The group-order ranking requires the evaluator to place employees into a particular classification such as “top fifth” or “second fifth.” If a rater has 20 employees, only four can be in the top fifth, and, of course, four must be relegated to the bottom fifth.
The individual ranking approach requires the evaluator to list the employees in order from highest to lowest. Only one can be “best.” In an appraisal of 30 employees, the difference between the first and second employee is assumed to be the same as that between the twenty-first and twenty-second. Even though some employees may be closely grouped, no ties are allowed.
In the paired comparison approach, each employee is compared with every other employee in the comparison group and rated as either the superior or weaker member of the pair. After all paired comparisons are made, each employee is assigned a summary ranking based on the number of superior scores he or she achieved. Although this approach ensures that each employee is compared against every other employee, it can become unwieldy when large numbers of employees are being assessed.

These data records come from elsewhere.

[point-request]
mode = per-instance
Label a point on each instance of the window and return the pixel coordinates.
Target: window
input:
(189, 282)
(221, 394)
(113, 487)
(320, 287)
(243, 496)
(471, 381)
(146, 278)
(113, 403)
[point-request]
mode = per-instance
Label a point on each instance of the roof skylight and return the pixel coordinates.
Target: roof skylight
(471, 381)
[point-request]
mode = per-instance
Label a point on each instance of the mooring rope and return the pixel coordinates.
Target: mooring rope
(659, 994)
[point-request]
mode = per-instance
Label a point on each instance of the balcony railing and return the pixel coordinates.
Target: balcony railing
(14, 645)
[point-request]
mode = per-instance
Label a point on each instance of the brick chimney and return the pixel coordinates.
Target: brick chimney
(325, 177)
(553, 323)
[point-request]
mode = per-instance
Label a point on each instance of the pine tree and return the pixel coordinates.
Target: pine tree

If, for some reason, an employee is not meeting his or her performance goals, a manager needs to find out why. If it’s because the employee is mismatched for the job (a hiring error) or because he or she does not have adequate training, the fix is relatively simple. The manager can either reassign the individual to a job that better matches his or her skills or train the employee to do the job more effectively. If the problem is associated with an employee’s lack of desire to do the job, not with his or her abilities, it becomes a discipline problem. In that case, a manager can try counseling and, if necessary, take disciplinary action such as verbal and written warnings, suspensions, and even terminations.
Employee counseling is a process designed to help employees overcome performance related problems. Rather than viewing the performance problem from a punitive standpoint (discipline), employee counseling attempts to uncover why employees have lost their desire or ability to work productively. More importantly, it’s designed to find ways to fix the problem.
In many cases, employees don’t go from being productive one day to being unproductive the next. Rather, the change happens gradually and may be a function of what’s occurring in their personal lives. Employee counseling attempts to assist employees in getting help to resolve whatever is bothering them. The premise behind employee counseling is fairly simple: It’s beneficial to both the organization and the employee. Just as it’s costly to have an employee quit shortly after being hired, it’s costly to fire someone. The time spent recruiting and selecting, orienting, training, and developing employees translates into money.
If, however, an organization can help employees overcome personal problems and get them back on the job quickly, it can avoid these costs. But make no mistake about it, employee counseling is not intended to lessen the effect of an employee’s poor performance, nor is it intended to reduce his or her responsibility to change inappropriate work behavior. If the employee can’t or won’t accept help, then disciplinary actions must be taken.